La Dépêche – Lors des réunions gouvernementales, il y a ce que dit le président à tous les ministres présents pour les galvaniser à bien remplir leurs missions. Mais il y a aussi les apartés que tient le président avec ses plus proches collaborateurs notamment le PM et son Dircab.
Chaque semaine, le président rappelle, lors des réunions hebdomadaires du gouvernement, aux ministres ce qui est attendu d’eux. D’abord «être efficace» et de «s’investir politiquement». C’est-à-dire descendre dans l’arène politique.
Mais il les met surtout en garde contre «l’indélicatesse avec les deniers publics». Une mission “ingrate” qui risquerait de “se retourner politiquement” contre lui.
Des détourneurs nés sous de “bonnes étoiles”
Rare celui qui connait aujourd’hui, comme le premier Ministre, Mokhtar Ould Diaye, les rouages et les secrets bien gardés des pratiques de l’Administration publique, pour l’avoir vue à l’expérience quelques années au moins aux commandes du ministère des finances ; celui par lequel transite toutes atteintes à la chose publique.
Le PM se sait mal aimé par un grand pan des acteurs économiques notamment qu’il n’avait pas ménagés sous l’ancien régime. Si l’on ne nie pas ses qualités personnelles, aurait-il les coudées franches ou parfois simplement le courage de faire bouger les lignes ? Pourra-t-il (ou voudra-t-il) mettre le pied dans la ruche de l’Etat profond au risque d’essuyer des salves des mentors présumés des détourneurs des deniers publics ?
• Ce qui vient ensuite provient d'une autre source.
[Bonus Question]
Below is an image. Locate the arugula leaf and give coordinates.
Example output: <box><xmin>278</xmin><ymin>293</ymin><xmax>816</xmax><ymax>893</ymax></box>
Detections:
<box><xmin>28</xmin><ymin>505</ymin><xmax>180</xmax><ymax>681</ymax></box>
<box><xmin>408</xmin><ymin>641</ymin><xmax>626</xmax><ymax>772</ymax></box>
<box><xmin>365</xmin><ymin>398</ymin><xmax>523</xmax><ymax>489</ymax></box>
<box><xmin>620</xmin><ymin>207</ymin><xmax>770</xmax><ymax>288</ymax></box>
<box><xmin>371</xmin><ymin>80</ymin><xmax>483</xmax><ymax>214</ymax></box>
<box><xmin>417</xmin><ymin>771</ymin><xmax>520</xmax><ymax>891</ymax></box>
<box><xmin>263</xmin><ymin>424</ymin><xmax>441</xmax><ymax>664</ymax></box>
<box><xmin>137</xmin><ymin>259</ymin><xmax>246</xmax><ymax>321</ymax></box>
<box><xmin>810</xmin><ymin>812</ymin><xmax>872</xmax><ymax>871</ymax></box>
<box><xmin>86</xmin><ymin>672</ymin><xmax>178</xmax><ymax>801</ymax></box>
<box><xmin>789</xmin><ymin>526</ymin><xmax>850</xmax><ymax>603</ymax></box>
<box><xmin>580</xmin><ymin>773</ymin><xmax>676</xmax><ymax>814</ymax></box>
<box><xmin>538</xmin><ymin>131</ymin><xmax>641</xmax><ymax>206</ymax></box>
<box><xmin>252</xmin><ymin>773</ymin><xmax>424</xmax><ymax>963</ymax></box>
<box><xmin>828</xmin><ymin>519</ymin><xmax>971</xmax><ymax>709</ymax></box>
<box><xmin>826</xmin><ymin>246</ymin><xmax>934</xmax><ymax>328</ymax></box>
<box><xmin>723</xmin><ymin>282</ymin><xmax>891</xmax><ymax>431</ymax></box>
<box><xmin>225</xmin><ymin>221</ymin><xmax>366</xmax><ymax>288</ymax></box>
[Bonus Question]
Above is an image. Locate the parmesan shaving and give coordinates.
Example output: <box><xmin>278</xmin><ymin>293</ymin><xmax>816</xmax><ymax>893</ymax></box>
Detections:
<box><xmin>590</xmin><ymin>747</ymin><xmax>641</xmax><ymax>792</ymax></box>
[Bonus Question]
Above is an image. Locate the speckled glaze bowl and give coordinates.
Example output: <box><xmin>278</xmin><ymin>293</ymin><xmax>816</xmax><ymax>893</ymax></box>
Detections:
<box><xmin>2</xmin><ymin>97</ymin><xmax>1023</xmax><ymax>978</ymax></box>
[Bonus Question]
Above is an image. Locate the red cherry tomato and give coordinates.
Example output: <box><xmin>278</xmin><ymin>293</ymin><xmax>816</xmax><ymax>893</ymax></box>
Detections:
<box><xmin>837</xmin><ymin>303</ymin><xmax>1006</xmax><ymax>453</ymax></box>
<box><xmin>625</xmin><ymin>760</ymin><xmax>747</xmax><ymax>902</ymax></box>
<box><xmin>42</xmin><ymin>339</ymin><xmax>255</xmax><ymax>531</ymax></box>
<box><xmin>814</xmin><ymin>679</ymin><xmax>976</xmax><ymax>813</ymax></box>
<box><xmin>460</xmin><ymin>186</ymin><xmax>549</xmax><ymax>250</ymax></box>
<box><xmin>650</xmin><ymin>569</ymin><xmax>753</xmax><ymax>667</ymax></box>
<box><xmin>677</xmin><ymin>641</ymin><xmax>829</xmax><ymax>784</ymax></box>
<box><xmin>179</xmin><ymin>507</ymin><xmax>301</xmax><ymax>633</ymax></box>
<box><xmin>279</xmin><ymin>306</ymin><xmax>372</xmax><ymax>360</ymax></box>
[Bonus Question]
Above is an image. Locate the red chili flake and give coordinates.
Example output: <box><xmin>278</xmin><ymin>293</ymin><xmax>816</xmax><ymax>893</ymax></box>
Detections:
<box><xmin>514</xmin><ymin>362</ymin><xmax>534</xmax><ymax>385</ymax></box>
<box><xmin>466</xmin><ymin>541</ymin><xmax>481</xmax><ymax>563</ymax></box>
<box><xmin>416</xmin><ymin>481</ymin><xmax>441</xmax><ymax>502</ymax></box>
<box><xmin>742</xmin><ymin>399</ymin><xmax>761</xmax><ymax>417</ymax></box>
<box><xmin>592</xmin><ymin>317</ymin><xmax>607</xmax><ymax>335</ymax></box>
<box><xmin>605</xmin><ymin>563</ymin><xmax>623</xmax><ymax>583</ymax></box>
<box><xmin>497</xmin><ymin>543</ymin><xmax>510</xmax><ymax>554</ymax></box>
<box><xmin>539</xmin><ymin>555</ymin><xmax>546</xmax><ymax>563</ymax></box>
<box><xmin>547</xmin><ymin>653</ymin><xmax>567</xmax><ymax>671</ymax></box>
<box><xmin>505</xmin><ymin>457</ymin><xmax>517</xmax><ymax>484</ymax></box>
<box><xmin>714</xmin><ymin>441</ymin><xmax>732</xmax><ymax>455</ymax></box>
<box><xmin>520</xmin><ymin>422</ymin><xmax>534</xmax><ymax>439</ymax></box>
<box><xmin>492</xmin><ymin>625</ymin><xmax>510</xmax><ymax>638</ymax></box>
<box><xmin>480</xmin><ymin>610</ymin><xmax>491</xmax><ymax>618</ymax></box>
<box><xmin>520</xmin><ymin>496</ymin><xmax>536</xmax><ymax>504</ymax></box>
Est-ce que le président lui servira de bouclier contre les vagues d’attaques contre lui de certains segments aujourd’hui bien introduits dans le sérail présidentiel. Il en coûtera, sans doute, au premier Ministre pour faire respecter la chose publique sachant qu’au départ l’Inspection générale de l’Etat, bras armé du gouvernement dans la lutte contre la gabegie, est, depuis une encablure, logée à la présidence et dépend donc directement du président de la République lui-même.
Mais le premier Ministre continue, cependant, d’avoir entre ses mains d’autres outils de contrôle de gestion des deniers de l’Etat qu’il pourrait actionner pour aiguillonner l’IGE sur les pratiques néfastes des administrateurs ?
Après l’euphorie, le désarroi
Le président et le Pm savent pourtant que les temps sont durs. C’est sans doute ce qu’ils se disent hors micro depuis l’investiture du président. Ils devraient aussi penser à trouver des solutions idoines aux préoccupations d’une majorité de mauritaniens qui n’arrivent pas à joindre les bouts. Et ce n’est pas du tout rassurant à l’orée d’un dernier mandat présidentiel qui restera gravé dans la mémoire collective des mauritaniens comme le meilleur ou le pire des souvenirs du président Ghazaouni.
Maintenant passée l’euphorie du succès et alors que tous les ministres (mais aussi les secrétaires généraux des départements) ont pris leurs positions dans les startingblocks, l’heure est à l’action. Une action qui aurait pu être « sereine » du fait de la disparition des radars d’une opposition sacrifiée par l’émiettement ou même l’implosion programmée.
Il y a, en effet, de moins en moins de contrepouvoirs significatifs pour faire pression sur le nouveau gouvernement. Biram Dah Abeid, l’un des rares opposants encore en vue, semble s’être auto-éclipsé ces derniers temps. L’Opposition s’exprime plus aujourd’hui bien à travers un wokisme numérique que par des mobilisations de terrain ou des meetings de partis politiques. Reconnaissons, cependant, que cette opposition virtuelle, fait en tout cas tâche d’huile dans l’opinion.
L’affaire de la CNSS, pour l’exemple ?
Face à la faiblesse des investigations et enquêtes indépendantes pour démystifier les décideurs politiques, faut-il croire que la campagne de transparence est inaugurée avec la récente affaire de limogeage de l’ancien directeur de la CNSS, Ould Taleb Amar, du fait d’un concours de recrutement controversé ? C’est véritablement l’arbre qui cache la forêt.
Le nouveau premier Ministre s’est forgé la réputation d’un commis de l’Etat, sans état d’âme. Loin donc d’être inquiété, le nouveau premier Ministre, fait montre d’une volonté irrévocable d’assainir les finances publiques.